Thursday 28 March 2024

Learning the LINGO

LINGO is a simple similarity measure for SMILES strings, based on shared n-grams between the strings themselves. In many respects the relationship between an ECFP4 fingerprint and a molecule is equivalent to the relationship between a LINGO and a SMILES string. While it has obvious drawbacks, its charm lies in its ease of calculation which lends itself to high-speed implementations by some very clever people (Haque/Pande/Walters, Grant...Sayle).

I'm not going to add an entry to that canon, but I recently realised that the Counter class in Python supports union and intersection, which makes it just perfect for an elegant implementation in Python:

import itertools
import collections

from mtokenize import tokenize

def sliding_window(iterable, n):
    """Collect data into overlapping fixed-length chunks or blocks
    This is one of the recipes in the itertools documentation.

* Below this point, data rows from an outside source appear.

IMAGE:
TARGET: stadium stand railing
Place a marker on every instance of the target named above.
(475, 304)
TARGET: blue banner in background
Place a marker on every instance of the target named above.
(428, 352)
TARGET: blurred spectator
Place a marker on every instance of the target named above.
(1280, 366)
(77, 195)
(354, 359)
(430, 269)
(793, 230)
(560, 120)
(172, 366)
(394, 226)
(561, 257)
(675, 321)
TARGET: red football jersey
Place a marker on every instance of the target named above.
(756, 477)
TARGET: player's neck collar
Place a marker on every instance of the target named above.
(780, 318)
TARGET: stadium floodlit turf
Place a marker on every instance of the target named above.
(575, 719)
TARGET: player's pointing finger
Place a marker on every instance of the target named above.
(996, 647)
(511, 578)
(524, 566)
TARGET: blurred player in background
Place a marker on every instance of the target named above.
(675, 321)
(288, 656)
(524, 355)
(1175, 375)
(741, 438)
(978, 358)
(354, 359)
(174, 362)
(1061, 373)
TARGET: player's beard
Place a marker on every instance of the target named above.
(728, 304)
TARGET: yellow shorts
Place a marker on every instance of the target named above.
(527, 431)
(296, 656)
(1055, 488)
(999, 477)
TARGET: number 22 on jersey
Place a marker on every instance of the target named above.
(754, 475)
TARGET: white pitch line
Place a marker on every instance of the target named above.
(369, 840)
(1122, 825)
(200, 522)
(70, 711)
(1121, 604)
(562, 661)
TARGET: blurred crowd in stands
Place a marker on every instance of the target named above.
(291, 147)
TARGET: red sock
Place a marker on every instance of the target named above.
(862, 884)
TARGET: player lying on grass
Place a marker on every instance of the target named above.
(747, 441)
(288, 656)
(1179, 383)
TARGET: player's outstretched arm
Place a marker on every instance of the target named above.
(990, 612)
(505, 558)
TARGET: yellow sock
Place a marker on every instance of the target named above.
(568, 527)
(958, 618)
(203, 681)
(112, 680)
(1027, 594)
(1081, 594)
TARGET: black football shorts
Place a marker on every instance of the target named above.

    >>> ["".join(x) for x in sliding_window('ABCDEFG', 4)]
    ['ABCD', 'BCDE', 'CDEF', 'DEFG']
    """
    it = iter(iterable)
    window = collections.deque(itertools.islice(it, n-1), maxlen=n)
    for x in it:
        window.append(x)
        yield tuple(window)

def lingo(seqA, seqB):
    """Implement a 'count' version of LINGO given tokenized SMILES strings"""
    counts = [collections.Counter(sliding_window(seq, 4)) for seq in [seqA, seqB]]
    intersection = counts[0] & counts[1]
    union = counts[0] | counts[1]
    tanimoto = len(intersection)/len(union)
    return tanimoto

if __name__ == "__main__":
    import doctest
    doctest.testmod()

    smiA = "c1ccccc1C(=O)Cl"
    smiB = "c1ccccc1C(=O)N"
    print(lingo(tokenize(smiA), tokenize(smiB)))
For 'mtokenize' I used code for tokenizing SMILES from the last blogpost. As an aside, try renaming mtokenize.py to tokenize.py and making the corresponding change to the import statement. See how long it takes you to work out why this causes an error :-).